Raspberry Pi 3 Model BでUbuntu 18.04.1のaarch64(64ビット)カーネルを起動してみました。
起動手順を記録しておこうと思います。
※19.12.1追記:より新しい記事が御座います。
Raspberry Pi 4の場合
Raspberry Pi 3の場合
目次
Raspberry Pi 3 Ubuntu 18.04.1 Multiarch起動手順
基本的にこちらの内容に従い、Raspberry Pi 3起動用microSDカードを作成後、64ビットカーネルをインストールする流れになります。
Raspberry Pi 3起動用microSDカード作成
- ARM-RaspberryPi – Ubuntu Wikiページから「ubuntu-18.04.1-preinstalled-server-armhf+raspi2.img.xz」をダウンロードします。
- EtcherでmicroSDカードへ書き込みます。
- Pi 3で起動できるように、ブート領域のconfig.txtを変更します。既存のkernel行とdevice_tree_address行をコメント化して、新しいkernel行とinitramfs行を書き足すかたちです。
kernel=vmlinuz initramfs initrd.img followkernel #kernel=uboot.bin #device_tree_address=0x02000000
- ブート領域に「bcm2710-rpi-3-b.dtb」をコピーします。こちらからダウンロードさせて頂きました。
- Pi 3B+の場合、次の3つのファイルも更新する必要があるそうです。
- bootcode.bin
- fixup.dat
- start.elf
Ubuntu 18.04.01 32ビットカーネルで起動
- 作成したmicroSDカードをセットしてRaspberry Piを起動します。
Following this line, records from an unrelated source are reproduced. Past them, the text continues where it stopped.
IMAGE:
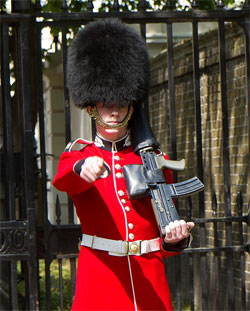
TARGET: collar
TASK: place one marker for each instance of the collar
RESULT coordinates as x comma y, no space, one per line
117,145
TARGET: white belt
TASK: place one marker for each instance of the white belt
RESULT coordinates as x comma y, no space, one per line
121,248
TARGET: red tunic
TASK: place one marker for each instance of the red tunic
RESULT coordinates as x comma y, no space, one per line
106,282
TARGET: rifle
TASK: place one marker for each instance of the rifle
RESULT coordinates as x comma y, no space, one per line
148,179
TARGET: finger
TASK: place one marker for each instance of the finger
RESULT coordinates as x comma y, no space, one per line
87,175
184,228
178,228
168,234
190,225
172,229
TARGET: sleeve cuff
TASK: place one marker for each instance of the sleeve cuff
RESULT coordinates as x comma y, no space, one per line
185,243
78,166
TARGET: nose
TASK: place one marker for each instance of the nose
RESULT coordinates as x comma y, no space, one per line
114,111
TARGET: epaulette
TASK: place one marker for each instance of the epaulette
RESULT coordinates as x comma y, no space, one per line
80,141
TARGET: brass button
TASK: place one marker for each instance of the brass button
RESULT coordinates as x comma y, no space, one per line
121,193
131,236
131,226
133,248
118,175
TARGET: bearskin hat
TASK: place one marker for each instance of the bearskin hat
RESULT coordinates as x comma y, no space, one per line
108,62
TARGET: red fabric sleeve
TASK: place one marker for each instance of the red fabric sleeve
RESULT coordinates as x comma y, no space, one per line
66,179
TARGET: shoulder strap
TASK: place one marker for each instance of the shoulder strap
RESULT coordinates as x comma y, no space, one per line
79,141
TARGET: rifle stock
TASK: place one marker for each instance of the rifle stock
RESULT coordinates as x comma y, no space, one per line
149,180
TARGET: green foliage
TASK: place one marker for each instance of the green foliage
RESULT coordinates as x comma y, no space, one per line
134,5
55,291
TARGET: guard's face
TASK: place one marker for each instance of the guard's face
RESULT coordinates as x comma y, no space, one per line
112,115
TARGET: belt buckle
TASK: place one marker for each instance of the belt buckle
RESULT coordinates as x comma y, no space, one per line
135,247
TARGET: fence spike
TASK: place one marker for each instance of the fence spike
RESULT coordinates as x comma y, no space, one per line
214,204
142,5
188,206
116,6
239,201
64,5
58,210
90,6
220,4
169,4
195,4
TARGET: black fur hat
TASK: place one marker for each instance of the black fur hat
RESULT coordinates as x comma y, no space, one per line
108,62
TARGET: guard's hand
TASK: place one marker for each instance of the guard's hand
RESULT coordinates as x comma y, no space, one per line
92,169
177,231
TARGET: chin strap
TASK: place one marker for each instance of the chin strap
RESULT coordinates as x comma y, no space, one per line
94,115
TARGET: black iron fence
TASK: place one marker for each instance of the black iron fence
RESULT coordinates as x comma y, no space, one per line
30,243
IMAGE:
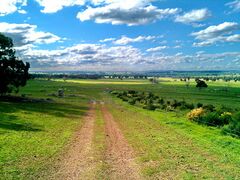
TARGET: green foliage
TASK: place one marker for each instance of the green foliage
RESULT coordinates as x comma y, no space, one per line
13,72
233,128
201,83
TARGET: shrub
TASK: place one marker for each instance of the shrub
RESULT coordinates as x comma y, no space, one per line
209,107
225,118
199,105
161,101
150,107
132,101
211,119
195,114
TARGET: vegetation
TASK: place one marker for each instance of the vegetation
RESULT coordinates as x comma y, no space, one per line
13,72
33,133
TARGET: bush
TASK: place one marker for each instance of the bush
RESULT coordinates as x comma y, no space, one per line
161,101
199,105
211,119
209,107
132,101
150,107
225,118
195,114
234,126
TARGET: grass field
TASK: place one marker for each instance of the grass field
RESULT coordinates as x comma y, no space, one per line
166,144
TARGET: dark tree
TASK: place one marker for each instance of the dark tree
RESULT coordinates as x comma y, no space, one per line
13,72
201,83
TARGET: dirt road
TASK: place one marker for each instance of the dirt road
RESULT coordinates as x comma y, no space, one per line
78,161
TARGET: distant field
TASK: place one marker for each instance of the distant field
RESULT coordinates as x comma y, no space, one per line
32,135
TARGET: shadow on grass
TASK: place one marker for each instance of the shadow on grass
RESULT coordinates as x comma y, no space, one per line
54,109
7,122
11,122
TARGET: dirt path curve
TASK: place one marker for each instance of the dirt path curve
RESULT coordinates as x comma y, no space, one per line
78,161
119,155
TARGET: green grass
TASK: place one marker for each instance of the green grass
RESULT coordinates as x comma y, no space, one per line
170,146
167,144
32,133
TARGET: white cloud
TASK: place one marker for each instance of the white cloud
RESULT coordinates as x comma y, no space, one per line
11,6
26,34
158,48
52,6
219,33
83,54
21,11
126,40
234,5
196,15
134,12
107,40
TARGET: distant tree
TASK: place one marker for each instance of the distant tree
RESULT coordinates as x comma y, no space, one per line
13,72
201,83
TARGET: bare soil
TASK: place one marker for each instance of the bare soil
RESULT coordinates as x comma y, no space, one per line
78,161
119,155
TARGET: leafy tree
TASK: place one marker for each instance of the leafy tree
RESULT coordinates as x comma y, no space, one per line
13,72
201,83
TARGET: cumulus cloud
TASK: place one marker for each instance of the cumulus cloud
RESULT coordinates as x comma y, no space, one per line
196,15
52,6
134,12
234,5
107,40
126,40
83,54
158,48
218,33
26,35
11,6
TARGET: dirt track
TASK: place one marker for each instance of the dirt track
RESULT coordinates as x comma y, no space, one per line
78,161
119,154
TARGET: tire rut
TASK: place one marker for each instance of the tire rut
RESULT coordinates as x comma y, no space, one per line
119,155
78,161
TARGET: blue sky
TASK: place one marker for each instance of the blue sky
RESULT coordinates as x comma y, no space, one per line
122,35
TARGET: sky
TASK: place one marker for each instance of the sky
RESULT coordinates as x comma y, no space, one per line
124,35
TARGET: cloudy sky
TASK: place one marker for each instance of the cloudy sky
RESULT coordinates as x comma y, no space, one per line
120,35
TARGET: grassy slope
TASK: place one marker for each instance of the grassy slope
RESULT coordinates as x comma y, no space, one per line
170,146
31,134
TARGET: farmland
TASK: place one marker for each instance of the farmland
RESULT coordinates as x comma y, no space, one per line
36,137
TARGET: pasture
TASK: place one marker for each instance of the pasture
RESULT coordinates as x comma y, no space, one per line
34,135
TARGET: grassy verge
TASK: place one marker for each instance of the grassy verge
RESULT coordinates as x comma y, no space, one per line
32,133
169,146
99,143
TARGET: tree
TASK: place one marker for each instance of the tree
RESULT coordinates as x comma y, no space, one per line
201,83
13,72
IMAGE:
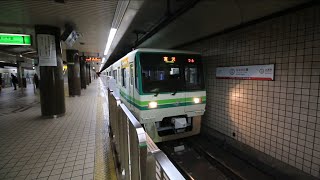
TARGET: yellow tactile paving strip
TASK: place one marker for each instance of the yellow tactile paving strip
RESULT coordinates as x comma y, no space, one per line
104,164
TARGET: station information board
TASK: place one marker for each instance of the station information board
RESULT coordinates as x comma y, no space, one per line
15,39
255,72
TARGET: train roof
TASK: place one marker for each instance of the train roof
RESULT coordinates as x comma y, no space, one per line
161,50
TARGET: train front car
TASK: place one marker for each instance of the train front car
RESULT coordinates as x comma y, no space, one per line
172,93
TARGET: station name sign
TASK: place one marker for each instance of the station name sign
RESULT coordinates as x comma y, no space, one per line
15,39
95,59
256,72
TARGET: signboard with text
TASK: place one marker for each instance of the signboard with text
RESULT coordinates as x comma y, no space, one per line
46,50
256,72
15,39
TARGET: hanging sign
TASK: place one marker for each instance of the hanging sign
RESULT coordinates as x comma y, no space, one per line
256,72
125,62
46,50
96,59
15,39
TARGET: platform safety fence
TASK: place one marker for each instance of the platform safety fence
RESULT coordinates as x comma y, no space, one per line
138,155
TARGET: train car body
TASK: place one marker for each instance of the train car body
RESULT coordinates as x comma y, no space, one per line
164,89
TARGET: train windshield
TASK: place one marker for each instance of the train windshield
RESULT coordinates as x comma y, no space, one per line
170,72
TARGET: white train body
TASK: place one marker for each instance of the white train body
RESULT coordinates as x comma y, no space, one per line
164,89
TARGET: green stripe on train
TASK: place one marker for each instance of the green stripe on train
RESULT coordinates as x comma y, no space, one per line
166,103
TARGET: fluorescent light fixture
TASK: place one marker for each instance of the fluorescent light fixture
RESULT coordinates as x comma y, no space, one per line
196,100
110,39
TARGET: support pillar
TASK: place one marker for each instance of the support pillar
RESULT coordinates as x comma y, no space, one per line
87,74
83,72
51,71
74,82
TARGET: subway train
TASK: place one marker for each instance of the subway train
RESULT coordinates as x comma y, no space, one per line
164,89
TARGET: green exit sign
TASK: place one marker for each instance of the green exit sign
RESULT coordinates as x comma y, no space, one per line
15,39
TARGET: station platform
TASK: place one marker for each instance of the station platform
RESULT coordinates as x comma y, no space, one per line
74,146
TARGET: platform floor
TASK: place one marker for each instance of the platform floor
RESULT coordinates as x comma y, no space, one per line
69,147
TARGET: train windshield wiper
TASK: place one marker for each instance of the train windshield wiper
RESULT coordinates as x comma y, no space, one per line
174,92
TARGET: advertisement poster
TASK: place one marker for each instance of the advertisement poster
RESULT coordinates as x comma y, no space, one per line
256,72
46,50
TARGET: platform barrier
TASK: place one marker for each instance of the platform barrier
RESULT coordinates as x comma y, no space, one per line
138,155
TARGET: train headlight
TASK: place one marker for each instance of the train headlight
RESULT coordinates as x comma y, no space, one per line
153,104
197,100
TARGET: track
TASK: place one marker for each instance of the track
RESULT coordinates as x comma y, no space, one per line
195,163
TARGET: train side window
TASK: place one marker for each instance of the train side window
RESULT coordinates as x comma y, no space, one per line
136,75
123,73
115,75
119,74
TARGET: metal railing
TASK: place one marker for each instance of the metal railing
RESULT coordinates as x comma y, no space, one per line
138,155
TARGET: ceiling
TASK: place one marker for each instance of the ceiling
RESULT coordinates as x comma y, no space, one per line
201,19
92,19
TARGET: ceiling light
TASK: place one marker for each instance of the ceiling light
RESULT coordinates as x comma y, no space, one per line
110,39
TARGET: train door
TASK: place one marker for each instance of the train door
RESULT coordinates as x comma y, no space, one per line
131,86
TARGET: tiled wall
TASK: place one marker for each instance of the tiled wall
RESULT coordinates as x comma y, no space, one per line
280,118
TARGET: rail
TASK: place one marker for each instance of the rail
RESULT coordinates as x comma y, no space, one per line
139,157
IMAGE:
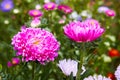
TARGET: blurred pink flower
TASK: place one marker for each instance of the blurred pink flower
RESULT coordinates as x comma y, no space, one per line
66,9
117,73
49,6
96,77
85,31
9,64
69,66
15,61
110,13
35,44
35,13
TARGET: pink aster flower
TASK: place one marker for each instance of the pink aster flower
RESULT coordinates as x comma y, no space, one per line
83,31
117,73
110,13
9,64
15,61
35,44
49,6
96,77
69,66
66,9
35,13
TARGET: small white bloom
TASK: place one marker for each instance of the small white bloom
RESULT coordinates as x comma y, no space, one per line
6,22
38,6
16,11
69,66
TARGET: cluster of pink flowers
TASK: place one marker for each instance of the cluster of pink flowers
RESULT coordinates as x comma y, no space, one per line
86,31
107,11
14,62
35,44
52,6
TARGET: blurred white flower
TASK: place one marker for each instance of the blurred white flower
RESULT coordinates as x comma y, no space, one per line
16,11
96,77
69,66
117,73
38,6
6,22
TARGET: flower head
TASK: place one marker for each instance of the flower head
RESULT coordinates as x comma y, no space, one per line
6,5
35,13
110,13
117,73
66,9
85,31
102,9
49,6
69,66
35,44
96,77
15,61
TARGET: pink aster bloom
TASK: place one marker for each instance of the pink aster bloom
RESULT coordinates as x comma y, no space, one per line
66,9
117,73
110,13
15,61
35,44
96,77
69,66
86,31
9,64
35,13
49,6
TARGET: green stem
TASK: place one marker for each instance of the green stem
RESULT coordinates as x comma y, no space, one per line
82,52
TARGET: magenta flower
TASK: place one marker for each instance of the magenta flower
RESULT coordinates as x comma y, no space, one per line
66,9
35,44
15,61
110,13
96,77
49,6
35,13
9,64
117,73
86,31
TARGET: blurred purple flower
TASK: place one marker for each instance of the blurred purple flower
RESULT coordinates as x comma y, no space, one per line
96,77
15,61
69,66
6,5
66,9
117,73
85,31
35,13
35,44
9,64
102,9
50,6
110,13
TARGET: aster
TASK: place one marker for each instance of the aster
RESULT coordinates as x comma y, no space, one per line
50,6
35,44
6,5
96,77
85,31
69,66
117,73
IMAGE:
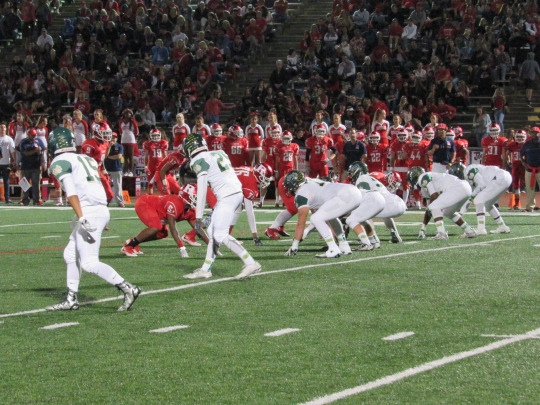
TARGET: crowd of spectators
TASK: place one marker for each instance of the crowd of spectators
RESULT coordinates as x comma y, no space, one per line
414,58
168,56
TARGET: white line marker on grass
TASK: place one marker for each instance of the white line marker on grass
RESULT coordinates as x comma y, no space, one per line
397,336
390,379
169,329
60,325
282,332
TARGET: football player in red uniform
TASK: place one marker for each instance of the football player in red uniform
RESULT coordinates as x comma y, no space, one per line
161,213
278,226
317,152
180,131
97,148
287,155
512,157
216,138
250,189
156,150
493,147
269,156
254,134
398,160
462,146
164,178
236,146
377,154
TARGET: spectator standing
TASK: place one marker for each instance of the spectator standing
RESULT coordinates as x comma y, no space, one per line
113,165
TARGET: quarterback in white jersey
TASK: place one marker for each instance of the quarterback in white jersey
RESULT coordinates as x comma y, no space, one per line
330,201
488,184
447,194
79,178
214,168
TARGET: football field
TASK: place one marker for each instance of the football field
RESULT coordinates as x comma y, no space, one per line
423,322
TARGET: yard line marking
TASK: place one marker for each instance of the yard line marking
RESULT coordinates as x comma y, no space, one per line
390,379
325,263
169,329
60,325
397,336
282,332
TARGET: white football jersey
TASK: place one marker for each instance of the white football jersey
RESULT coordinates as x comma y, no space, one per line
78,175
221,177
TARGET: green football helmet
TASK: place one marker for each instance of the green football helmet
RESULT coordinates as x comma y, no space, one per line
61,140
356,169
414,174
457,169
293,180
193,144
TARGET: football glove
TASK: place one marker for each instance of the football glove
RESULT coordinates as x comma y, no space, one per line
183,252
291,252
86,225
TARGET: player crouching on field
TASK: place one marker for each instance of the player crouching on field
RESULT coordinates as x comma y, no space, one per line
161,213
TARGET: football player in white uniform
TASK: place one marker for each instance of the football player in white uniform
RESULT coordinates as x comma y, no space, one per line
330,201
214,169
447,194
488,184
79,177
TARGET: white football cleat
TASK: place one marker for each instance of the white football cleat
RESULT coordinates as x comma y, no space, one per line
501,229
440,236
329,254
248,270
199,273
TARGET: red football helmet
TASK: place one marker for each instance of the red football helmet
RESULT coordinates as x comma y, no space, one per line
392,181
429,133
155,135
189,194
494,130
416,137
521,136
319,130
102,131
235,132
263,173
275,132
286,138
374,138
216,130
armv7l(32ビット)版Ubuntu 18.04.1が起動します。ユーザ/初期パスワードはubuntu/ubuntuのようです。32ビットでUbuntu 18.04.1を利用する場合、以上で完了です。以下、64ビットカーネルのインストールと有効化の手順になります。
64ビットカーネルのインストールと有効化
- 下記のコマンドでMultiarchを有効にして、64ビットカーネルをインストールします。
sudo dpkg --add-architecture arm64 sudo apt update sudo apt install linux-image-raspi2:arm64
Raspberry Pi 3 Model Bで試したところ、カーネルのインストールに5分程度かかりました。(環境により異なります)
- /boot/firmware/config.txtを変更します。
vi /boot/firmware/config.txt
arm_control行を追加します。
arm_control=0x200
- 再起動すると、64ビットモードでUbuntuが起動します。
sudo reboot
ログイン時のメッセージをみると、Linux 4.15.0-1017-raspi2 aarch64と表示され、確かに64ビットカーネルで起動していることがわかります。
一方、コマンド類は32ビットバイナリのままですが、問題なく動作するようです。試しにX Window System(デスクトップ)をインストールしてみました。
デスクトップのインストール
次のコマンドでxubuntu, lubuntu, kubuntuの何れかを選択してインストールが可能のようです。xubuntuをインストールしてみました。
sudo apt-get install xubuntu-desktop # or
sudo apt-get install lubuntu-desktop # or
sudo apt-get install kubuntu-desktop # etc
X Window Systemは32ビットバイナリかと思いますが、64ビットカーネルで起動後、Multiarchで問題なく動作しています。
ただしWikiに記載されている「Accelerated X driver」は、64ビットモード起動後インストールできませんでした。
64ビットパッケージのインストール
下記の要領で64ビット版のアプリケーションをインストールできるようです。
sudo apt install firefox:arm64
Ubuntu 18.04のオフィシャルイメージでMultiarchがサポートされたおかげで、比較的簡単に、64ビットカーネルを起動できるようになりました。
64ビットのアプリケーションは、まだそれほど多くない印象ですが、Multiarchの土台ができたところですので、今後、順次対応アプリケーションが増えてゆくのではないでしょうか。
今後の発展を、応援しつつ、楽しみに待たせて頂きたいと思います。